For $i = 1, 2, \ldots, N$, let $X_i$ be the number of X contained in $S_i$, and $Y_i$ be the sum of digits contained in $S_i$, regarding them as one-digit integers.

Choose an arbitrary permutation $P = (P_1, P_2, \ldots, P_N)$ of $(1, 2, \ldots, N)$ and an integer $1 \leq i \leq N-1$. Consider a sequence that is obtained by swapping the $i$-th and $(i+1)$-th element of $P$, $P' = (P_1, P_2, \ldots, P_{i-1}, P_{i+1}, P_i, P_{i+2}, \ldots, P_N)$. Let us compare the score $f(P)$ of $T$ corresponding to $P$, and the score $f(P')$ of $T$ corresponding to $P'$.

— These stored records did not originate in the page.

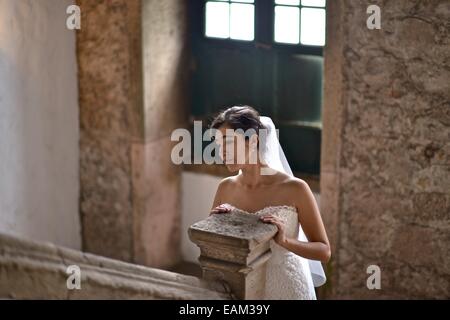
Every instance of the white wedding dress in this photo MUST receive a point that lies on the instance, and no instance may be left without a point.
(288, 276)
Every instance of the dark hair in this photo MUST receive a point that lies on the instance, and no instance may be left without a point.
(238, 117)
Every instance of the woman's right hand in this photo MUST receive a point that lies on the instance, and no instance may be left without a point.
(223, 208)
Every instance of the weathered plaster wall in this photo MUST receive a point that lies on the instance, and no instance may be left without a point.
(386, 148)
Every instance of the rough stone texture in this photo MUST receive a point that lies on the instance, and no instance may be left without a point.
(132, 73)
(234, 248)
(386, 166)
(38, 270)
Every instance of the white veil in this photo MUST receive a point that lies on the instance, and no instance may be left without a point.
(272, 154)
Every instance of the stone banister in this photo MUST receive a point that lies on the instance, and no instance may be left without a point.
(38, 270)
(234, 248)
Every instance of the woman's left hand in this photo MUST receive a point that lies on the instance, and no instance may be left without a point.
(280, 237)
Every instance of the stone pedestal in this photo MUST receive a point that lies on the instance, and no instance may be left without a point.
(234, 249)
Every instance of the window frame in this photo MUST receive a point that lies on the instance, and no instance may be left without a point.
(264, 34)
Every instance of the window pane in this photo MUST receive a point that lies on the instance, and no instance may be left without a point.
(287, 24)
(313, 3)
(217, 19)
(313, 26)
(288, 2)
(242, 21)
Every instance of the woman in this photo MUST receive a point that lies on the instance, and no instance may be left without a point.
(267, 188)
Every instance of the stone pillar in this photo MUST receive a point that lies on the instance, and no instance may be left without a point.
(235, 249)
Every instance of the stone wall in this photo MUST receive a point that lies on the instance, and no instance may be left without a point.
(38, 270)
(386, 148)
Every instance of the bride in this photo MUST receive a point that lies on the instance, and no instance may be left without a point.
(267, 188)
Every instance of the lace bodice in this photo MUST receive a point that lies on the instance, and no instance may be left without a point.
(288, 275)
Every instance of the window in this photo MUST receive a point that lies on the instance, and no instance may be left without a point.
(230, 19)
(293, 22)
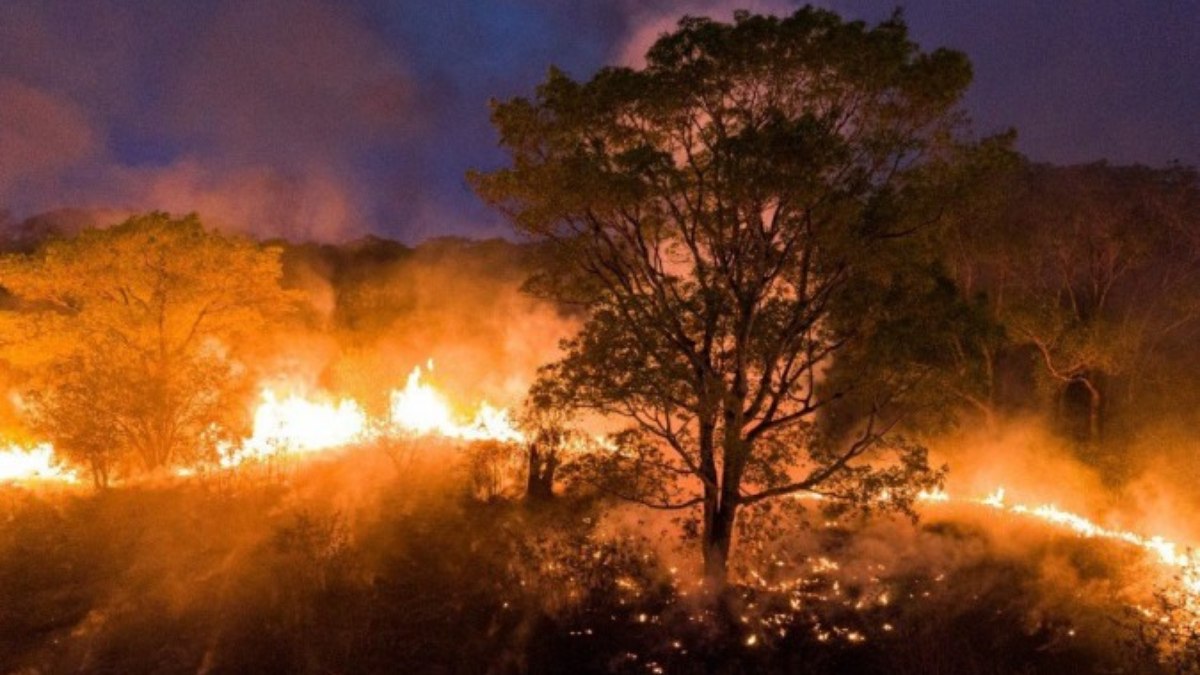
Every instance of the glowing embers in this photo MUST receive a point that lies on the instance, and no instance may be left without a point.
(22, 464)
(1164, 551)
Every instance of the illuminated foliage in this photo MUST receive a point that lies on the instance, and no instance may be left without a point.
(739, 216)
(131, 338)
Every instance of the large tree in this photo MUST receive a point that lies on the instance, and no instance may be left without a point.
(1092, 269)
(131, 338)
(744, 221)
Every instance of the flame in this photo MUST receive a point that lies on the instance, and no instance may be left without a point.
(36, 463)
(299, 425)
(420, 410)
(1164, 551)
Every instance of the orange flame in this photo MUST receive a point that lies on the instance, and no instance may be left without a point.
(22, 464)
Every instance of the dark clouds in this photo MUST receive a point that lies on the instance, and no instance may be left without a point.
(328, 119)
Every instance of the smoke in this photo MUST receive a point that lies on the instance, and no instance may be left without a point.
(258, 115)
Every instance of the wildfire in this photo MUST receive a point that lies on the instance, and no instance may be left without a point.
(298, 425)
(1162, 550)
(420, 410)
(295, 424)
(21, 464)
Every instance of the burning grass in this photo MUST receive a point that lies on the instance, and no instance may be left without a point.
(377, 560)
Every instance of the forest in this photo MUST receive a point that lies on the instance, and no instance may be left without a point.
(783, 369)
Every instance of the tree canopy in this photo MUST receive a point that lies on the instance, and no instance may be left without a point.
(743, 220)
(131, 336)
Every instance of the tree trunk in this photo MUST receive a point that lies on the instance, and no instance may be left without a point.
(1095, 411)
(717, 538)
(540, 479)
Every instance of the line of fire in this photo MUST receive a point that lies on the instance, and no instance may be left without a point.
(781, 368)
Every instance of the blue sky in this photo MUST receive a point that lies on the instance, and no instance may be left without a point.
(324, 119)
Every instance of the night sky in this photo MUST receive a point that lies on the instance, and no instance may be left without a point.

As a result of the update from $P$ to $P'$, $T$ loses “the pairs of an X contained in $S_{P_i}$ and a digit contained in $S_{P_{i+1}}$,” and gains “the pairs of an X contained in $S_{P_{i+1}}$ and a digit contained in $S_{P_i}$.” Thus, $f(P') - f(P) = X_{P_{i+1}}Y_{P_i} - X_{P_i}Y_{P_{i+1}}$. Therefore, we have

$$f(P') \gt f(P)$$

$$\Leftrightarrow X_{P_{i+1}}Y_{P_i} \gt X_{P_i}Y_{P_{i+1}} \tag{1}$$

$$\Leftrightarrow \frac{Y_{P_i}}{X_{P_i}} \gt \frac{Y_{P_{i+1}}}{X_{P_{i+1}}}. \tag{2}$$

In other words, swapping the $i$-th and $(i+1)$-th elements of $P$ makes the score of $T$ larger if and only if the inequality (2) holds.

Therefore, in order to maximize the score of $T$, let $P$ be a permutation of $(1, 2, \ldots, N)$ sorted in ascending order of $(1, 2, \ldots, N)$. (Here, if $X_i= 0$, we consider that $Y_i/X_i$ takes a value $\infty$ greater than any real number.)

Hence, in order to solve this problem, it is sufficient to construct $T$ by concatenating $S_1, S_2, \ldots, S_N$ in ascending order of $Y_i/X_i$ and to print the score of that $T$. In the implementation, it would be simple to implement the inequality (1) instead of (2), because we can stick to integers and handle the exception where the denominator is $0$.